Commentary Essay: The Perpetual Commodity Machine

I. The Thought Experiment

Imagine a fully automated factory.

It extracts raw materials, manufactures goods, and distributes them without any human labour. The system is self-maintaining: machines repair machines, supply chains operate automatically, and production continues indefinitely.

Inside the system, there are:

  • no workers
  • no wages
  • no working day
  • no labour exploitation

Yet goods continue to be produced.

At first glance it might seem that the machine itself creates value.

But does it?


II. Place the Machine in Capitalism

Now place the machine inside a normal capitalist economy.

Workers elsewhere still:

  • labour for wages
  • purchase goods
  • reproduce themselves as workers

The machine sells goods into this system.

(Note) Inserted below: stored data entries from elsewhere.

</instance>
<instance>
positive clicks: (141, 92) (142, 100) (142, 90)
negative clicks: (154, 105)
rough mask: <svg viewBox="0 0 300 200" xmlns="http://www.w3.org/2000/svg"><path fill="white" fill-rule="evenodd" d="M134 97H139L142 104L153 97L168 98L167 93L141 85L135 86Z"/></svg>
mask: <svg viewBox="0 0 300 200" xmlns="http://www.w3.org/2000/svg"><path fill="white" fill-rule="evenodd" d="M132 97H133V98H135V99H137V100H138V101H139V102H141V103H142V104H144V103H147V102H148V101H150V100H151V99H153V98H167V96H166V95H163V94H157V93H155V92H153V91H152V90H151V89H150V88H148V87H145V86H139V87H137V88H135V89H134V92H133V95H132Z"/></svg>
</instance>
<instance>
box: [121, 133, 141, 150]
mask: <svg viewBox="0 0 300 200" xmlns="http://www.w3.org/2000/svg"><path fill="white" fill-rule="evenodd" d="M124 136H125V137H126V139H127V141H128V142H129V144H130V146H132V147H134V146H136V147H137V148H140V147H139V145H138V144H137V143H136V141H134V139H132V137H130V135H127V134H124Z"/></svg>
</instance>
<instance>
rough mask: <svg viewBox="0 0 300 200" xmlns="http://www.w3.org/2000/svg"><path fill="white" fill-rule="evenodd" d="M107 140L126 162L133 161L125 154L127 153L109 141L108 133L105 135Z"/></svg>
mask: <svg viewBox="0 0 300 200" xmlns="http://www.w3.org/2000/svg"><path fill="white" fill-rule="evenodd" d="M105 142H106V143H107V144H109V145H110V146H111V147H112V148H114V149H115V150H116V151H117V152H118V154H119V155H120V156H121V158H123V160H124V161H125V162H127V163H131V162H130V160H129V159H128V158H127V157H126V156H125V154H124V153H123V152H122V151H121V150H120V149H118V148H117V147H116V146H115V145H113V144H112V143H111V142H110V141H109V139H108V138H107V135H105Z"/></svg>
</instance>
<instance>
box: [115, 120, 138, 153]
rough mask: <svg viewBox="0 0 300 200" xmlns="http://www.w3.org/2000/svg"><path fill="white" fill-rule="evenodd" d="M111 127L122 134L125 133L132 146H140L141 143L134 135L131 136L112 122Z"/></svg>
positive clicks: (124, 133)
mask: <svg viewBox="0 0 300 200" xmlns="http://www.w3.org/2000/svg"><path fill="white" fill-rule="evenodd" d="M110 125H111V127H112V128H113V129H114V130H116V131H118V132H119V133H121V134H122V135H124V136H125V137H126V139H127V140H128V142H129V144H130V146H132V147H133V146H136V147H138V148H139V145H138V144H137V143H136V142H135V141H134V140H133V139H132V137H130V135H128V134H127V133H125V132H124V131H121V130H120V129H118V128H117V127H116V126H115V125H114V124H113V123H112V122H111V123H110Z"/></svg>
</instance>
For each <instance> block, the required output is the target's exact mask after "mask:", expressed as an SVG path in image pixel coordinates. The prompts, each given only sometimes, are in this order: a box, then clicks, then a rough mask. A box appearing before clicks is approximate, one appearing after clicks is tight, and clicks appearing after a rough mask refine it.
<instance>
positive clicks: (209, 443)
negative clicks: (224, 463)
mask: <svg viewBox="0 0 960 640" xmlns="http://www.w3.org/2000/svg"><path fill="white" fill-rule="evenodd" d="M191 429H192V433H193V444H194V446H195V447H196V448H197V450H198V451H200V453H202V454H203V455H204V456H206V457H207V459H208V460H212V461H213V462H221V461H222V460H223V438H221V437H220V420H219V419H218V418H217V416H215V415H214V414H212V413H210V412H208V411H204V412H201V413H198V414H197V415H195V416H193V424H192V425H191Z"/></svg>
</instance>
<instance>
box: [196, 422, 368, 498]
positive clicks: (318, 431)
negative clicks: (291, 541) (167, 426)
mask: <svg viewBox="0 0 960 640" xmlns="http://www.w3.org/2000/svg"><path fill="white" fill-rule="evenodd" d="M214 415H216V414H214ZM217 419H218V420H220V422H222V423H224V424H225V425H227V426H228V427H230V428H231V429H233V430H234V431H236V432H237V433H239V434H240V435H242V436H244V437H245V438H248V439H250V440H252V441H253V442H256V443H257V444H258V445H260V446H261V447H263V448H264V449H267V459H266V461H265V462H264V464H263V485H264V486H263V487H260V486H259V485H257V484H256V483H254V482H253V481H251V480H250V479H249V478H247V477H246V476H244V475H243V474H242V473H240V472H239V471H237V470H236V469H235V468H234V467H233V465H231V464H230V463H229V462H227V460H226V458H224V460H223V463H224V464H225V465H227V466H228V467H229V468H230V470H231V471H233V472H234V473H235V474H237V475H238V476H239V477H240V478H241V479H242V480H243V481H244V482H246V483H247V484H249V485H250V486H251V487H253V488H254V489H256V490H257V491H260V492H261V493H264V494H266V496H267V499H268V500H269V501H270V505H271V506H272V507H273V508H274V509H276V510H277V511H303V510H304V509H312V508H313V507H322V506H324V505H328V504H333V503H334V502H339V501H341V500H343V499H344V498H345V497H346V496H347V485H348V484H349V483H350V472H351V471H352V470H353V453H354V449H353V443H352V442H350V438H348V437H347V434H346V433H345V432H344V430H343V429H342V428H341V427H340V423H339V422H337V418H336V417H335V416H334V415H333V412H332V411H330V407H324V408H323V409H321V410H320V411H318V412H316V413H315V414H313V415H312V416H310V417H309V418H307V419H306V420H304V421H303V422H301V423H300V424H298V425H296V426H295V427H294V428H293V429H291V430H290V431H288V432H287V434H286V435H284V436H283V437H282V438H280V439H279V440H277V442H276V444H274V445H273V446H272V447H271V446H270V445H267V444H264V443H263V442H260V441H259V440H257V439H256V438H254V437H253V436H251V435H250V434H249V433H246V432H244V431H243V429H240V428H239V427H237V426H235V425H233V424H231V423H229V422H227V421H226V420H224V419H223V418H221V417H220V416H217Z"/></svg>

Its owner records profits.

At first glance it might appear that the machine itself created value.
But this interpretation mistakes what is happening.

The machine’s profits do not arise because the machine itself creates value.

They arise because the machine sells commodities into a system where labour elsewhere continues to generate surplus. Through exchange, the machine’s owner captures a share of that surplus in the form of price.

In this sense the machine functions less as a source of value creation and more as a node of surplus appropriation within a wider labour-producing system.

Control of the machine allows its owner to command labour indirectly through the price system, even though the machine’s own production process does not rely on labour for its reproduction.

Money functions as a generalised claim on social labour and the goods produced by that labour. By capturing price without requiring labour for its own reproduction, the machine’s owner gains access to that claim without contributing to the labour process that sustains it.

The machine therefore resembles other forms of economic position that capture value generated elsewhere:

  • land rent
  • monopoly control
  • platform tolls
  • financial intermediation

In each case, control of a strategic position allows command over labour without necessarily reproducing the conditions that generate that labour. This dynamic is not purely hypothetical. A similar mechanism appears in ordinary capitalist competition when a firm automates production faster than the rest of the market.

If a company reduces the labour required to produce a commodity while the market price still reflects the higher social average, the firm temporarily captures more money than is required to reproduce its own production process. The difference appears as excess profit.

These advantages normally disappear as competitors adopt the same techniques and the social labour average adjusts. The perpetual commodity machine simply imagines the limiting case in which this adjustment never occurs — a production process that continues capturing price while permanently avoiding the labour requirements that normally anchor it.


III. Push the Thought Experiment Further

Now extend automation everywhere.

Imagine that all production is fully automated:

  • no workers
  • no wages
  • no labour power to reproduce
  • no exploitation relation

Goods continue to be produced.

But the structure that gives price and profit their meaning disappears.

Price represents command over labour and the goods produced by labour.
If no labour exists anywhere in the system, nothing remains to command.

Prices could still be written down as numbers, but they would no longer correspond to any underlying process of surplus creation.

The price system would therefore collapse into empty accounting unless sustained through coercive extraction, artificial scarcity, or some external enforcement mechanism.

Physical production might continue, but the value relation itself would disappear. Goods could still exist, but the economic relations that assign prices, profits, and surplus would no longer have a coherent foundation.


IV. What the Thought Experiment Shows

The perpetual commodity machine is not a prediction about the future.

It is a stress test on what we mean by value.

It shows that:

  1. Machines can produce goods, but they do not reproduce labour.
  2. Machines can capture price within a labour-producing system.
  3. Control over price allows indirect command over labour.
  4. But if labour disappears everywhere, the price system loses its foundation.

Automation can therefore redistribute surplus within capitalism, but it cannot generate the social process that produces surplus in the first place. It can only change how that surplus is captured and distributed across firms.

Labour is therefore not morally privileged.

It is structurally necessary to the functioning of the value relation.


V. Why This Matters

Price-only or desire-based theories struggle with this scenario.

If value is simply “what people will pay”, then a machine-only economy should still generate value.

But the thought experiment shows that this leads to conceptual confusion.

Value must refer to the social process that produces surplus, not simply the prices attached to goods.

Under a materialist framework, the only candidate for that role is human labour organised in social production.